TASK: Compare the sequential and adjusted sums of squares for cons and interpret your findings — what does this indicate from a technical statistical perspective, and what does this translate into in this study?

MCQ5: Which of the following statements best describes your findings regarding the sequential and adjusted SSQ for cons?

Adjusting for soil type and altitude…

[_] …increases the SSQ from 0.027 to 0.945. Accounting for soil type and altitude therefore strengthens the evidence for the effect of conservation.
[_] …reduces the SSQ from 0.945 to 0.027. Much of the apparent effect of conservation is therefore attributable to differences in soil type and altitude.
[_] …increases the SSQ from 0.025 to 0.718. Accounting for soil type and altitude therefore strengthens the evidence for the effect of conservation.
[_] …reduces the SSQ from 0.718 to 0.025. Much of the apparent effect of conservation is therefore attributable to differences in soil type and altitude.

5 Confidence Intervals (Optional)

If you find that you don’t have time to do this as part of the practical, you can come back to it for revision! — there are no MCQs / marks associated with it (you do not need to submit antyhing relating to this part of the exercise on Blackboard).

Above, you have worked out the estimated effect of one additional meter altitude on biomass. This is all well and good, but how confident can we be in this estimate?

TASK: Give a 95% confidence interval for the effect of an additional metre of altitude on biomass. For this, you will need to remind yourself how to calculate confidence intervals from standard errors (e.g., Grafen & Hails, p.14–15).

6 Extra Exercise (Revision)

This provides an additional example, much along the same lines as the conservation example. If you have time, do this in the practical — but there are no MCQs / marks associated with it (you do not need to submit antyhing relating to this extra exercise on Blackboard). If you find that you don’t have time to do this as part of the practical, you can come back to it for revision!

6.1 The Study: Determinants of the Grade Point Average (GPA)

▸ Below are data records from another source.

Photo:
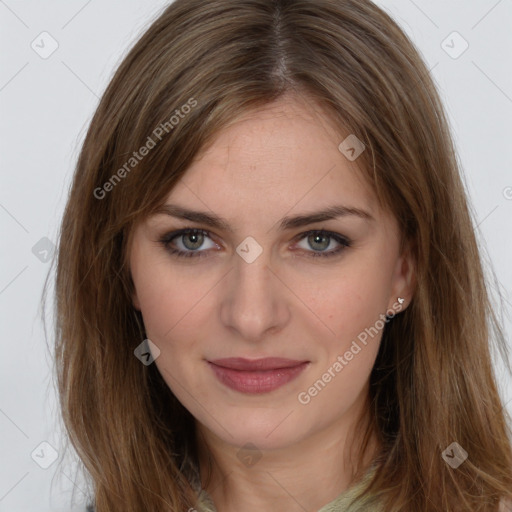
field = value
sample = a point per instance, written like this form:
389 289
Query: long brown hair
201 65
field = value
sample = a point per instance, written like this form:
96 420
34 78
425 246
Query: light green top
343 503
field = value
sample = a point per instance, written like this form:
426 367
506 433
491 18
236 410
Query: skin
280 160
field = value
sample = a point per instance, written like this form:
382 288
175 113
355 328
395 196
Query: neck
302 476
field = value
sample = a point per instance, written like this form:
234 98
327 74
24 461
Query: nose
254 302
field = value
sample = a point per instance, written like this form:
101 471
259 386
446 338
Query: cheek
349 303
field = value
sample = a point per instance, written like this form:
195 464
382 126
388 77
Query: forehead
273 158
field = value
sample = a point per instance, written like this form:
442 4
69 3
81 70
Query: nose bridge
254 301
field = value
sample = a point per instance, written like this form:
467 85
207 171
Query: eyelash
169 237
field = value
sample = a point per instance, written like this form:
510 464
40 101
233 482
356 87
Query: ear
403 281
135 301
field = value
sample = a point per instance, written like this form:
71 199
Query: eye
321 240
187 243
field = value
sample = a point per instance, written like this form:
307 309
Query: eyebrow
214 221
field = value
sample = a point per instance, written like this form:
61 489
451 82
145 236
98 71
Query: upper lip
266 363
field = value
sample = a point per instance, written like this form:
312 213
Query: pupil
196 240
317 239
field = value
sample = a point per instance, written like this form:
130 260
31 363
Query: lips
267 363
256 376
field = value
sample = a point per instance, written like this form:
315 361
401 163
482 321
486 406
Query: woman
269 292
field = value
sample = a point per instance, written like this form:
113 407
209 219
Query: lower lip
262 381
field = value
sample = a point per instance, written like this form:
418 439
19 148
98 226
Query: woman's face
268 280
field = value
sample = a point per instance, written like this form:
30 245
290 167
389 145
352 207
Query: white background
46 105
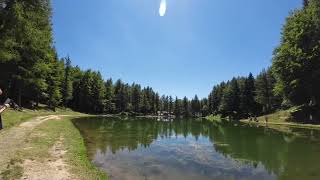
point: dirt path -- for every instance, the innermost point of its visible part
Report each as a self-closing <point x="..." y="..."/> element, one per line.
<point x="15" y="139"/>
<point x="54" y="167"/>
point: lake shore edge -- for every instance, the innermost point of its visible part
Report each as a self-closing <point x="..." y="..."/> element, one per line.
<point x="49" y="144"/>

The academic performance of some students in the USA is evaluated as a Grade Point Average (gpa) each year. Faculty are concerned to admit good students, and assess sudents via tests that are broken down into verbal skills (verbal) and mathematical skills (math). A hundred students from each of two years (year) had their marks analysed, to investigate whether verbal or maths skills were more important in determining a student’s gpa.

The data are in file Grades.csv.

6.2 Modelling and Interpretation

How good is the evidence that math, verbal or year predict gpa? In what direction is the effect for each of these variables?

6.3 Predictions from the Model

  • What gpa would you expect from a student in the first year whose verbal score was 700 and mathematical score was 600?

  • What about a student in the second year whose verbal score was 600 and maths score was 700?

As in the previous “biomass” exercise, do the calculation “by hand” using the estimated coefficients from the model summary, and then check your result by using the predict function in R.